Fome e desigualdade social no século XXI
Enviada em 15/07/2020
No romance Vidas Secas, do autor Graciliano Ramos, em um de seus capítulos ele relata a situação de fome de uma família nordestina que a levou a matar seu animal de estimação para sanar suas necessidades alimentares. Infelizmente, essa é uma realidade de muitas famílias brasileiras, e a mesma anda de mãos dadas com a desigualdade da distribuição de alimentos a população.
Na década de 30, foram desenvolvidas novas técnicas agrícolas as quais era mais eficientes. Esse período foi conhecido como Revolução Verde, a qual tinha o fito de aumentar a produção de alimentos e a partir disso erradicar a fome. Entretanto, tal propósito não foi alcançado, pelo contrário o aumento da disponibilidade de alimentos se concentrou nos centros urbanos enquanto a periferia se entrava em grande miséria, o que lamentavelmente perdura até os dias atuais.
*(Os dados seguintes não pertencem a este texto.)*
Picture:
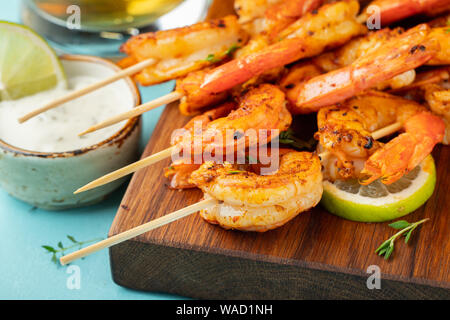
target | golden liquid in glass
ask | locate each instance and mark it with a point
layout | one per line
(108, 15)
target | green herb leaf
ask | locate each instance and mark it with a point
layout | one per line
(49, 248)
(400, 224)
(72, 239)
(406, 229)
(288, 137)
(408, 235)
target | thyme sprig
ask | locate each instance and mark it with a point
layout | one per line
(211, 58)
(406, 229)
(60, 250)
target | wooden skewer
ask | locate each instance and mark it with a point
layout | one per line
(168, 98)
(128, 169)
(375, 135)
(168, 152)
(75, 94)
(137, 230)
(387, 130)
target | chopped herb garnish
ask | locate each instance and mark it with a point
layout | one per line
(406, 229)
(288, 137)
(235, 171)
(60, 250)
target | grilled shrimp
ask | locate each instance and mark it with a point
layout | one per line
(401, 53)
(403, 153)
(252, 202)
(333, 25)
(432, 88)
(262, 107)
(345, 132)
(179, 171)
(180, 51)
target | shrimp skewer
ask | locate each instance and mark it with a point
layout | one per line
(345, 131)
(299, 176)
(192, 97)
(395, 10)
(252, 202)
(179, 51)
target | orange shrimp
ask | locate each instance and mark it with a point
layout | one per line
(404, 52)
(403, 153)
(262, 107)
(179, 51)
(345, 130)
(332, 25)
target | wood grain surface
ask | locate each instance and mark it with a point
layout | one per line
(316, 255)
(193, 258)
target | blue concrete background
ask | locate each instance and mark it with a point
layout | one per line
(26, 271)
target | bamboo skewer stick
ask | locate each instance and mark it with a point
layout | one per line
(172, 216)
(168, 98)
(168, 152)
(128, 169)
(75, 94)
(380, 133)
(121, 237)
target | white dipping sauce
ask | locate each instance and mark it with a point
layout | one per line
(57, 130)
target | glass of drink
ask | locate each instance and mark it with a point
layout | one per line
(99, 27)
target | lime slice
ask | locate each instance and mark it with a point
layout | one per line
(27, 63)
(378, 202)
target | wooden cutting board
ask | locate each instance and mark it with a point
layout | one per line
(315, 256)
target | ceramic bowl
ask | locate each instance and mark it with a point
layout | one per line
(48, 180)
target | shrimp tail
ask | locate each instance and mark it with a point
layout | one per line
(402, 154)
(400, 54)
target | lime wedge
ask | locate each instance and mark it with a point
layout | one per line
(27, 63)
(378, 202)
Além disso, a falta de consciência da população ao usar alimentos de forma exarcebada e desnecessária se torna outro agravante para a permanência da fome na sociedade brasileira.
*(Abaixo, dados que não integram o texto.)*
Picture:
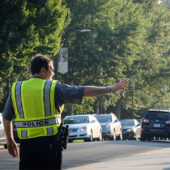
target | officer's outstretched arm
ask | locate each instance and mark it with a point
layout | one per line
(91, 91)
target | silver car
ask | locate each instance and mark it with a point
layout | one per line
(111, 126)
(84, 127)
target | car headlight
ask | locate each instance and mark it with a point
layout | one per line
(82, 129)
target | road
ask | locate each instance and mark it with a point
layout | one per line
(79, 154)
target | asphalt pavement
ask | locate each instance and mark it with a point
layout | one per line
(151, 160)
(158, 159)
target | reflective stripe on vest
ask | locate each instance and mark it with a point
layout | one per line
(18, 99)
(45, 122)
(47, 98)
(36, 123)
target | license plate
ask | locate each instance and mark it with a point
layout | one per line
(156, 125)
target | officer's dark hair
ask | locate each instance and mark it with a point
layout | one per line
(39, 61)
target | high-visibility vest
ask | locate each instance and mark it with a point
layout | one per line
(34, 107)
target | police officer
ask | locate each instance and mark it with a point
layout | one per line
(35, 105)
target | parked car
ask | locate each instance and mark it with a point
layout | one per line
(111, 126)
(84, 127)
(131, 129)
(2, 133)
(156, 123)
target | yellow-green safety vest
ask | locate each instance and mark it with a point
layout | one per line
(34, 107)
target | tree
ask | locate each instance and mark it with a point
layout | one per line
(27, 28)
(127, 39)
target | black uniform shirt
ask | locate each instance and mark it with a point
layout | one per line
(63, 94)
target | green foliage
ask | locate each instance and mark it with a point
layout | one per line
(127, 39)
(27, 28)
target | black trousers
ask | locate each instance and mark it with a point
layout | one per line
(40, 153)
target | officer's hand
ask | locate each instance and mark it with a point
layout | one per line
(12, 148)
(119, 85)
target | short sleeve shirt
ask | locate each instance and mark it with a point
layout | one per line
(63, 94)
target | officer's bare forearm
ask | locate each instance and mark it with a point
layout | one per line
(8, 129)
(90, 91)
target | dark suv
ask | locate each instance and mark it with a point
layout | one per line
(156, 123)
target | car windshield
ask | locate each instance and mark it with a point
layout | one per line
(104, 118)
(76, 119)
(158, 115)
(127, 122)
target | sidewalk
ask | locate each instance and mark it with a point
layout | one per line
(151, 160)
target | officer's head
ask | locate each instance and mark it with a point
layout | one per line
(42, 66)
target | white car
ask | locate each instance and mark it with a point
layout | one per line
(111, 126)
(84, 127)
(2, 133)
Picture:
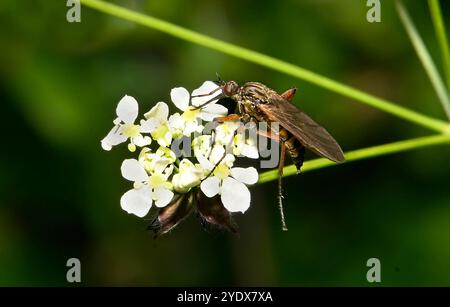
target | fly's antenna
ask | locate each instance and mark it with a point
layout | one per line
(219, 80)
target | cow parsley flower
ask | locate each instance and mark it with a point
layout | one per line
(189, 175)
(159, 177)
(230, 184)
(189, 120)
(125, 128)
(158, 124)
(147, 189)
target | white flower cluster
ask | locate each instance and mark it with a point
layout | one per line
(158, 174)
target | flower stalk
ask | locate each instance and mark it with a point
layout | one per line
(267, 61)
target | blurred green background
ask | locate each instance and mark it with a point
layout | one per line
(60, 191)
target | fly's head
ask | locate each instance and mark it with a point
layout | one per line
(230, 88)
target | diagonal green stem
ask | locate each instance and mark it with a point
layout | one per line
(267, 61)
(439, 28)
(424, 57)
(360, 154)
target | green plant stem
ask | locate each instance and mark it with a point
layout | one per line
(439, 28)
(424, 57)
(360, 154)
(267, 61)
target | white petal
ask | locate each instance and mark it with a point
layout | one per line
(160, 111)
(205, 88)
(217, 154)
(141, 141)
(113, 138)
(204, 162)
(210, 186)
(162, 197)
(250, 151)
(180, 98)
(211, 111)
(190, 127)
(176, 121)
(132, 170)
(235, 195)
(137, 202)
(127, 109)
(247, 175)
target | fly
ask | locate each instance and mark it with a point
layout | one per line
(297, 131)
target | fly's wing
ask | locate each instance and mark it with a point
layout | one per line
(307, 131)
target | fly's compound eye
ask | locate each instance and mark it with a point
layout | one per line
(230, 88)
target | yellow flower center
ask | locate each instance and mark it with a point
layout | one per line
(190, 114)
(156, 181)
(130, 130)
(222, 171)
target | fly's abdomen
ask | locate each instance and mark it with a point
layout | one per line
(293, 146)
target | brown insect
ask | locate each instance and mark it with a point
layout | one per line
(257, 102)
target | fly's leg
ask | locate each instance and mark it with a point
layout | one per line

A vista disso, fica claro que, a desigualdade está presente junto a fome contribuído para que a mesma exista, e que muitas das vezes é produzida pela falta de empatia da população. Tal como, é relatado no filme O Poço, que mostra uma sociedade de um poço distribuída em andares e por eles passa uma plataforma com alimentos necessários para suprir a todos, no entanto os primeiro andares comiam e desperdiçavam os alimentos sem pensar nos demais, produzindo a fome nos andares inferiores. Infelizmente, essa é uma analogia fiel a sociedade brasileira.
Por tanto, é necessário a intervenção do governo que deve atuar em conjunto ao Ministério da Educação ao promover a conscientização da população por meio de palestras em escolas e faculdades buscando comovê-las ao expor a realidade de muitas famílias no tocante a disponibilidade de alimentos a partir de vídeos com relatos daqueles que vivem essa situação na pele, com a finalidade de fazê-los repensarem quanto ao desperdício. Além de entregar uma proposta de lei a Câmara Municipal, para a implantação de um fracionamento de alimentos a população, determinando uma quantidade necessária para cada pessoa e assim promover a erradicação da fome e desigualdade social no Brasil hodierno.